I say all of that just to say that, I am very happy that I am learning statistics this summer. More importantly, I am learning how to specifically apply it to astrophysics research. Here is what I have done and learned:
First of all, if you want to follow along you can look at my code on GitHub here.
(I didn't do well at commenting things. It's on my To Do List. And keep in mind that this code is not polished up at all.)
Objective.
The idea was to find a good fitting model to our data points. The data points had the desired signal and random noise associated with it. So, we had to use likelihood and thus the \( chi^2\) function to find out what kind of line fitted our data best, which insinuated how the data would look if there was no random noise.Phase I.
(No FOR loops allowed)The first challenge was to create a Python function that could deduce the highest degree of the polynomial equation (linear, quadratic, cubic, quartic, etc.) necessary to calculate the "y" values when only being given the coefficients and the "x" values. For example, if I give my Python function, called "poly" the input a_values = [2, 5] then the function is suppose to know that the equation necessary will be of the form \( a_0 + a_1*x_{values}\)

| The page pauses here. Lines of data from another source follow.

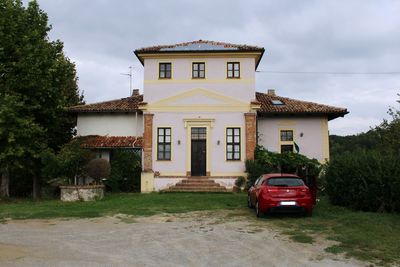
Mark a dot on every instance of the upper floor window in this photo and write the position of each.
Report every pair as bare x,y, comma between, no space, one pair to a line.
233,143
165,71
233,70
164,144
198,70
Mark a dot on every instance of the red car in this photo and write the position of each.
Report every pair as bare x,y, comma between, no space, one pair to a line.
277,192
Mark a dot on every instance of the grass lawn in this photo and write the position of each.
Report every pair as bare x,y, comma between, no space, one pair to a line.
364,235
131,204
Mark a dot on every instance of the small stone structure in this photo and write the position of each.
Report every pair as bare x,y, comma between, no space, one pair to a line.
81,192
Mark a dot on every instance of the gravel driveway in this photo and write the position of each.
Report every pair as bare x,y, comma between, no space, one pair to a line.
191,239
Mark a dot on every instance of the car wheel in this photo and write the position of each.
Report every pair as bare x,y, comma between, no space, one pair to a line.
258,212
249,202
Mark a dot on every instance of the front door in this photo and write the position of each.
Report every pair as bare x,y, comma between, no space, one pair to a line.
199,150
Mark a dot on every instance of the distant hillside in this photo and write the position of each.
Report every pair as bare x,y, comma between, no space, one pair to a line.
340,144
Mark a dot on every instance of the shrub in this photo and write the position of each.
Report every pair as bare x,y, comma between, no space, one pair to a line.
365,180
67,164
270,162
98,169
125,172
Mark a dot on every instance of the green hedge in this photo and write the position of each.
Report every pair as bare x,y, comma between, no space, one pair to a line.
125,171
365,180
271,162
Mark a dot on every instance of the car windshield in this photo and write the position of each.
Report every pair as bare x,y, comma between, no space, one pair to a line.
285,181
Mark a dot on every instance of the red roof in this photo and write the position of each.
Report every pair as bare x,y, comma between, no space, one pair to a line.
200,45
98,141
290,106
128,104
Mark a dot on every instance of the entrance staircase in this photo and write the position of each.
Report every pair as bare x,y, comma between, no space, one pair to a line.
197,184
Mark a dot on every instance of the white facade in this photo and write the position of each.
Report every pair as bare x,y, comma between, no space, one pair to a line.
216,124
215,80
112,124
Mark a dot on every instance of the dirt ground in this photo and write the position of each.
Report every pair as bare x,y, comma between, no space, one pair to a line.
191,239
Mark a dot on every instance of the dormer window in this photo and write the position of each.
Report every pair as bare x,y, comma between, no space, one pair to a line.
164,71
233,70
198,70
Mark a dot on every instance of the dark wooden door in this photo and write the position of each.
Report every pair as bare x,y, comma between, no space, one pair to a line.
199,151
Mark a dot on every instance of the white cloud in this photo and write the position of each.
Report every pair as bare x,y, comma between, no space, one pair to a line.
330,36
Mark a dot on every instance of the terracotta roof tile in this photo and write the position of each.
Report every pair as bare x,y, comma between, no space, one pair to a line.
98,141
128,104
293,106
200,45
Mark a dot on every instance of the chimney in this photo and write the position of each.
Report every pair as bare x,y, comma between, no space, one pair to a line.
135,92
271,92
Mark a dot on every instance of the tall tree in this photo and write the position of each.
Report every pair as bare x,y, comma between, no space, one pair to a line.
37,85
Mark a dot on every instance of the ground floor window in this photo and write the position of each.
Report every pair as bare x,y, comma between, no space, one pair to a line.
287,142
164,144
233,143
286,148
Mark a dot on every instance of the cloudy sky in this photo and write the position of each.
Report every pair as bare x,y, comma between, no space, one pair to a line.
340,52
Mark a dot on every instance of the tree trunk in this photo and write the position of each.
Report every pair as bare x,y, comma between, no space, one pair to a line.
5,183
36,187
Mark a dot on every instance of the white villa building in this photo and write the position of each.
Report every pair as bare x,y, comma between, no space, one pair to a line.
200,118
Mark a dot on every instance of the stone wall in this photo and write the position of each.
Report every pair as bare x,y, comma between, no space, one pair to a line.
82,192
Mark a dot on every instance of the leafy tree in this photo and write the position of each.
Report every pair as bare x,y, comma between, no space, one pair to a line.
37,84
125,171
98,169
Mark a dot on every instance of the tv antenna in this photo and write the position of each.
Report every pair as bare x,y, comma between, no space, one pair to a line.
130,79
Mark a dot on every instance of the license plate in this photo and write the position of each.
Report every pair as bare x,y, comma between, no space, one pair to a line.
288,203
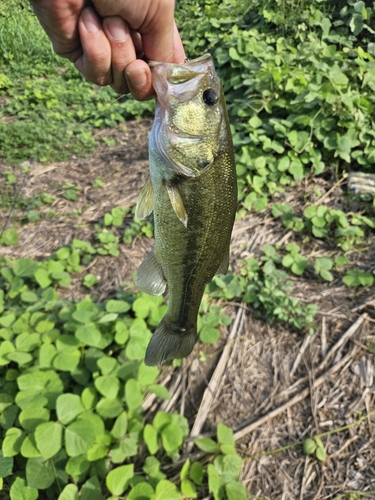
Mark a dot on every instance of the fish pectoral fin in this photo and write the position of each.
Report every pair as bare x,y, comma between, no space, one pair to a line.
150,278
145,202
223,268
177,203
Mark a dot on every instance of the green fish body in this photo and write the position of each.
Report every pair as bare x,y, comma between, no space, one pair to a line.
193,193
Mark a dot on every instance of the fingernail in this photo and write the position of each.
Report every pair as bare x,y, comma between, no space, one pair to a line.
116,28
89,20
137,78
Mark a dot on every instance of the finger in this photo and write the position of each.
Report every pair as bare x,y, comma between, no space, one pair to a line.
138,76
95,62
153,19
122,49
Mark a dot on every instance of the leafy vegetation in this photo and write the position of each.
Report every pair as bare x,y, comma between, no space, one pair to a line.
299,80
73,382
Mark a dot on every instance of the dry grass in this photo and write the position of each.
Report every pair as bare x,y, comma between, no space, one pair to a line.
273,386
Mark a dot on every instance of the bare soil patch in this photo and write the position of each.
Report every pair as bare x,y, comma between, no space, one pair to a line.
276,386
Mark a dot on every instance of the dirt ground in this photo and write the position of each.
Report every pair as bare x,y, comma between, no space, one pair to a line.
275,387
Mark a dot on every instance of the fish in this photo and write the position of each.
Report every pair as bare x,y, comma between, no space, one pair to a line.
192,192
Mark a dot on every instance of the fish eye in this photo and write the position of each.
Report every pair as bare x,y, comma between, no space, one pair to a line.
210,97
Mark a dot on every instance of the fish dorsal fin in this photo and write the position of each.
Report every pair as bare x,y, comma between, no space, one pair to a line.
145,202
223,268
177,203
150,278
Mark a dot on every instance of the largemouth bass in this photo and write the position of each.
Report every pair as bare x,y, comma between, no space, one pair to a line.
193,193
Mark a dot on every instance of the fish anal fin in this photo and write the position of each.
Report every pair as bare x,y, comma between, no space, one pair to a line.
145,202
223,268
169,342
177,203
150,278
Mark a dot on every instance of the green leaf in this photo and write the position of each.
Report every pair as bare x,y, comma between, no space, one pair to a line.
133,394
6,466
209,335
225,435
48,437
29,448
309,446
89,335
235,491
188,489
141,491
232,465
117,306
39,474
150,436
107,385
214,484
83,316
196,473
160,390
67,361
321,454
19,491
109,408
79,438
171,437
70,492
24,268
118,479
91,489
9,238
77,466
166,490
68,407
31,417
89,398
120,426
147,374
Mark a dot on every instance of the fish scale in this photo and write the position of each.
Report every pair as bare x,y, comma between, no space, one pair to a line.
193,193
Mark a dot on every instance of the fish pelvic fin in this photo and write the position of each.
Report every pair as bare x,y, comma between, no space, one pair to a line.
177,203
150,278
168,342
145,202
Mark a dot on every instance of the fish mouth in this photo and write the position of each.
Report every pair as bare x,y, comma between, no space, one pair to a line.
180,83
165,75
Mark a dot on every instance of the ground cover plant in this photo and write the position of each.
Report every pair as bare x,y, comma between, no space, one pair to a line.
299,81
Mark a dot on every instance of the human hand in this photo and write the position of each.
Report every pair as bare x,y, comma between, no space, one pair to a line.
107,44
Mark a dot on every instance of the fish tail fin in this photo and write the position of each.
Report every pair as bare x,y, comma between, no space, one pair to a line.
168,342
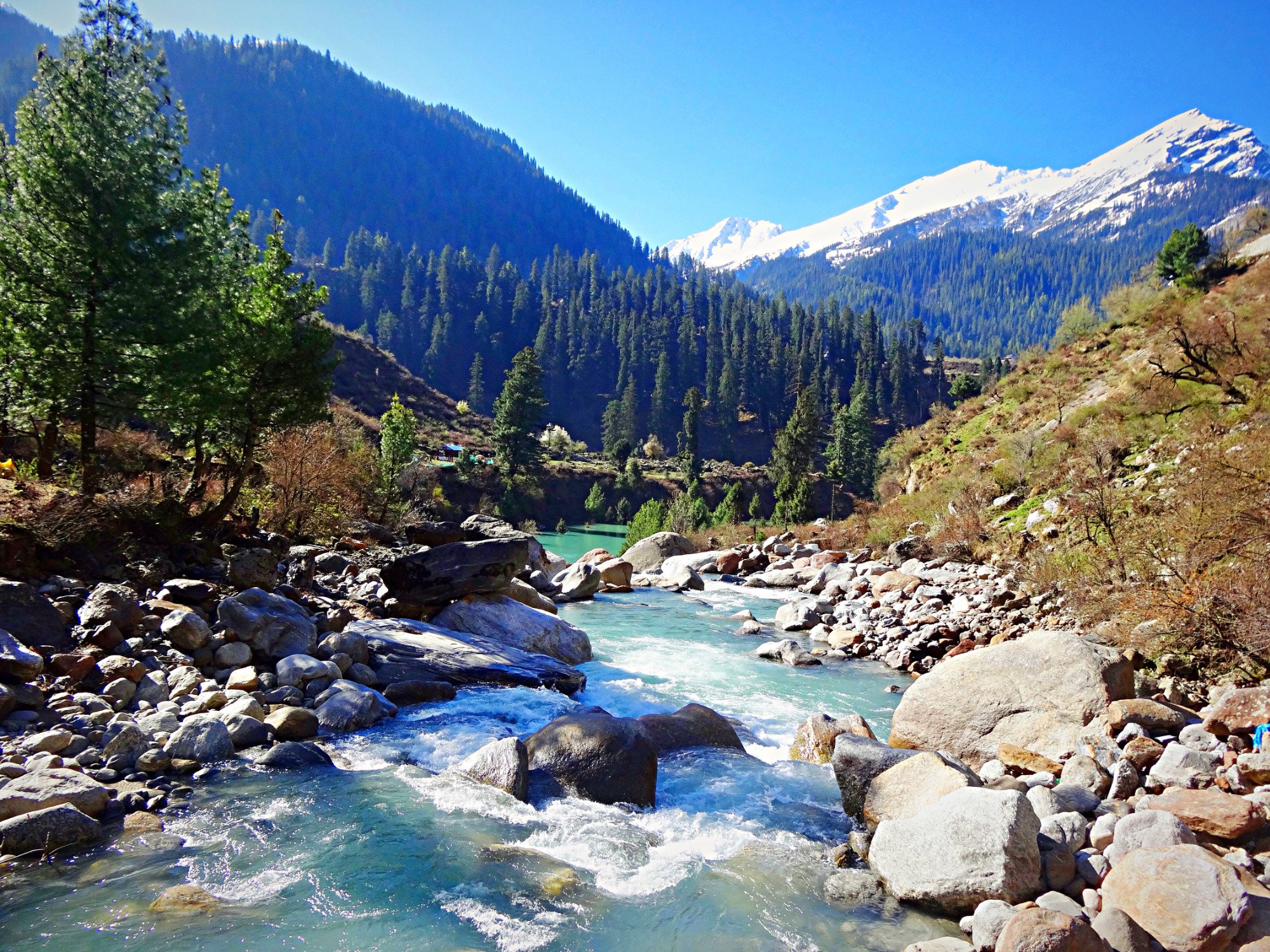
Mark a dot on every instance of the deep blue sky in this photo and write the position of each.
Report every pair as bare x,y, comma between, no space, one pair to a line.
672,116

and thus the equation should be \( 2 + 5\times x_{values} \). Therefore, if the "x" values were x_values = [ 1, 2, 3] then poly should give me the "y" values 7, 12 and 17.
However, if the user inputs a_values = [ 2, 5, 1, 150], "poly" should know to use the formula
\[ 2 + 5\times x_{values} + 1\times x_{values}^2 + 150 \times x_{values}^3 \]
to get the "y" values.
Furthermore, once "poly" finds the "y" values it is suppose to add noise to the data as a way of simulating real data that has been measured with uncertainties (sigma). This is why my "poly" function within my Python script essentially has two equations, e.g.

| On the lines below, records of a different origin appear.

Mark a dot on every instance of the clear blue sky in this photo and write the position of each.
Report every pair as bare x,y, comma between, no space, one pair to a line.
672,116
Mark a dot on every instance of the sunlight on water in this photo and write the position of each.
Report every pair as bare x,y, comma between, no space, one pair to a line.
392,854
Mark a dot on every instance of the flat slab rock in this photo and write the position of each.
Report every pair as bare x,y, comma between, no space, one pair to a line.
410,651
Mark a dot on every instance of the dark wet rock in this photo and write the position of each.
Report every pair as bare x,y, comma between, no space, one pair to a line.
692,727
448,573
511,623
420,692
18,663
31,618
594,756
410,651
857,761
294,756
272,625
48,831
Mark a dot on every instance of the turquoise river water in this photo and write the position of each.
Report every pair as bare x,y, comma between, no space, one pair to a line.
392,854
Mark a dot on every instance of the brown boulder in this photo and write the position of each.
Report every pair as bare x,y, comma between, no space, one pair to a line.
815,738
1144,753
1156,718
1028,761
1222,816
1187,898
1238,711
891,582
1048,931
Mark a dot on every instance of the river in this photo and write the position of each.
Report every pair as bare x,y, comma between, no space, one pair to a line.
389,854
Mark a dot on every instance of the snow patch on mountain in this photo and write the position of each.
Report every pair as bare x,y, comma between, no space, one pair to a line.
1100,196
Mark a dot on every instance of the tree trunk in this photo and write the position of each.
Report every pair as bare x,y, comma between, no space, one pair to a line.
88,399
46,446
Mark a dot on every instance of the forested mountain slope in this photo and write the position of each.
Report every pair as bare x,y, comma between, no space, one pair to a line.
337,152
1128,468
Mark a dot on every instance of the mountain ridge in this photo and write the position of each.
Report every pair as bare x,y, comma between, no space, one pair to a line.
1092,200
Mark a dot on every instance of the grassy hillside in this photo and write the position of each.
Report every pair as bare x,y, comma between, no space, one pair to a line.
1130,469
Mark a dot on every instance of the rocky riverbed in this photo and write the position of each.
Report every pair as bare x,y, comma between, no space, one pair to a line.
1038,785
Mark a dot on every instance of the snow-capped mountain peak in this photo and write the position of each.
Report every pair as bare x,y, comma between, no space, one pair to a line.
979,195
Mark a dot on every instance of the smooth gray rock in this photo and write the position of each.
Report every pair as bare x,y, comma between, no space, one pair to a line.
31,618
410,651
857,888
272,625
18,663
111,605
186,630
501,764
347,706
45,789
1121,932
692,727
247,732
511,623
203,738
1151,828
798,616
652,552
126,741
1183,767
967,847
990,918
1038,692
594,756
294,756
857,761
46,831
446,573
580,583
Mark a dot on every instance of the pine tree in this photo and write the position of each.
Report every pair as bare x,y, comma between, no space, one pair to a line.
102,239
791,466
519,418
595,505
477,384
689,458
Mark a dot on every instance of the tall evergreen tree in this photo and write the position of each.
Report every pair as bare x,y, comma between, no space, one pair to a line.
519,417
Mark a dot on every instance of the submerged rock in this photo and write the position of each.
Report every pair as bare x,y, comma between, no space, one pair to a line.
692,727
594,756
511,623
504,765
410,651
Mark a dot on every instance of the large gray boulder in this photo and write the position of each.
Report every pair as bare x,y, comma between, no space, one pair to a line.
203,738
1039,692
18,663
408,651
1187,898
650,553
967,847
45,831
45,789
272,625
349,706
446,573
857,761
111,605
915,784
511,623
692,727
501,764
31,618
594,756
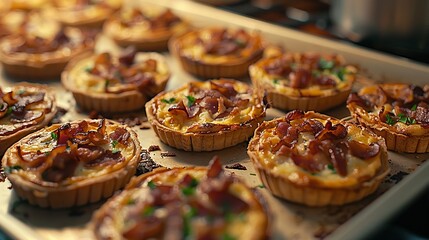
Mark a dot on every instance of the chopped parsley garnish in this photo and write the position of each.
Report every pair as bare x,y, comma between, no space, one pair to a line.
151,185
191,100
240,42
8,170
114,143
390,120
190,189
169,101
88,69
9,110
227,236
54,135
406,120
325,64
340,73
332,168
187,225
148,211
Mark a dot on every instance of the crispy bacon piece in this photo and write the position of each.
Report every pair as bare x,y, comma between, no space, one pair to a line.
337,131
294,114
63,166
355,98
362,150
300,78
32,159
121,135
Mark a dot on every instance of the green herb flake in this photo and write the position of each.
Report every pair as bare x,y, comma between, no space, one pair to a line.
191,100
114,143
331,168
390,120
54,136
131,201
151,185
227,236
325,64
10,169
168,101
88,69
9,110
148,211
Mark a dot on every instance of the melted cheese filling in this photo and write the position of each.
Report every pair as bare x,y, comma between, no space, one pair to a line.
44,143
357,169
252,110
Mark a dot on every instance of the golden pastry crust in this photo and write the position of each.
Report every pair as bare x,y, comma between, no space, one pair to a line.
42,52
217,52
201,202
24,109
305,81
77,13
316,160
398,112
72,164
206,116
148,29
107,83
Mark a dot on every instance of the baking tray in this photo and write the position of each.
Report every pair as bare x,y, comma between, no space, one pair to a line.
290,220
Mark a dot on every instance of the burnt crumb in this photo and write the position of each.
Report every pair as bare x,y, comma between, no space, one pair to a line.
154,148
76,212
397,177
236,166
57,118
146,163
2,175
168,154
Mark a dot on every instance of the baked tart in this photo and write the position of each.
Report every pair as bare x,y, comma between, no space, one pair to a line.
184,203
305,81
398,112
215,52
148,29
317,160
112,84
206,116
42,48
72,164
24,109
83,13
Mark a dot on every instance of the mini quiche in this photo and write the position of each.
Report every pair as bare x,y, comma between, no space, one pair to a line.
316,160
305,81
217,52
112,84
42,48
398,112
72,164
24,109
206,116
184,203
148,29
83,13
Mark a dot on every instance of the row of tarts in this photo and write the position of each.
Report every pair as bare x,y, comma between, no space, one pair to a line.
305,157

\[ data = 2 + 5\times x_{values} + 1\times x_{values}^2 + 150 \times x_{values}^3 + \sigma\times random_{noise}\]
\[ model = 2 + 5\times x_{values} + 1\times x_{values}^2 + 150 \times x_{values}^3 \]
Because no FOR loops were allowed, matrices were used to complete this task. (Technically, in Python they are numpy arrays that acted like matrices, but there was no matrix multiplication techniques employed.)

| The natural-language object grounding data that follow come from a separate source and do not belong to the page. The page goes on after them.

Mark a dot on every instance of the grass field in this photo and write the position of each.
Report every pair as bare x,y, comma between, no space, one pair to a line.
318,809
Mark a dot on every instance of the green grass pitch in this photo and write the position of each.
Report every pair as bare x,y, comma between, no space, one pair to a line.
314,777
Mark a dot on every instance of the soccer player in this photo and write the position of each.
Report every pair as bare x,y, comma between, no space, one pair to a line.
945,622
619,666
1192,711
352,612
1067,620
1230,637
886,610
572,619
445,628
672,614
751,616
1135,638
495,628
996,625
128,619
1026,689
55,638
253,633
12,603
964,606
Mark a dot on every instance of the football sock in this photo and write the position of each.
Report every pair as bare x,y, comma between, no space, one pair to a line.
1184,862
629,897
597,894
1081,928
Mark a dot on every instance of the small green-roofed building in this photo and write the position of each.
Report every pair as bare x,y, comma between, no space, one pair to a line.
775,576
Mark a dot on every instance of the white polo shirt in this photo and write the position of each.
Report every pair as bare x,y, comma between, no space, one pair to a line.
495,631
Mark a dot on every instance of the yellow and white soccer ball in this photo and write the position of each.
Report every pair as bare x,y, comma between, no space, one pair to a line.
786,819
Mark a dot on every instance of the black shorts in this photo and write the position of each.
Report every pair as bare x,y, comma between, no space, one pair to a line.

Feel free to run my code as follows:
>>>import numpy as np
>>>execfile('stat_ex')
>>>poly1st(x_vals, a_values = np.array([2, 5, 1, 150]) , plot=True, sigma = 0.5)
You can change the "x_vals", "a_values", and "sigma" parameters however you want.
Because the noise is generated by random numbers (of a Gaussian distribution), the plot you see will change every time you run the function "poly1st." The line represents how the data (points) would look without the noise.
to be continued...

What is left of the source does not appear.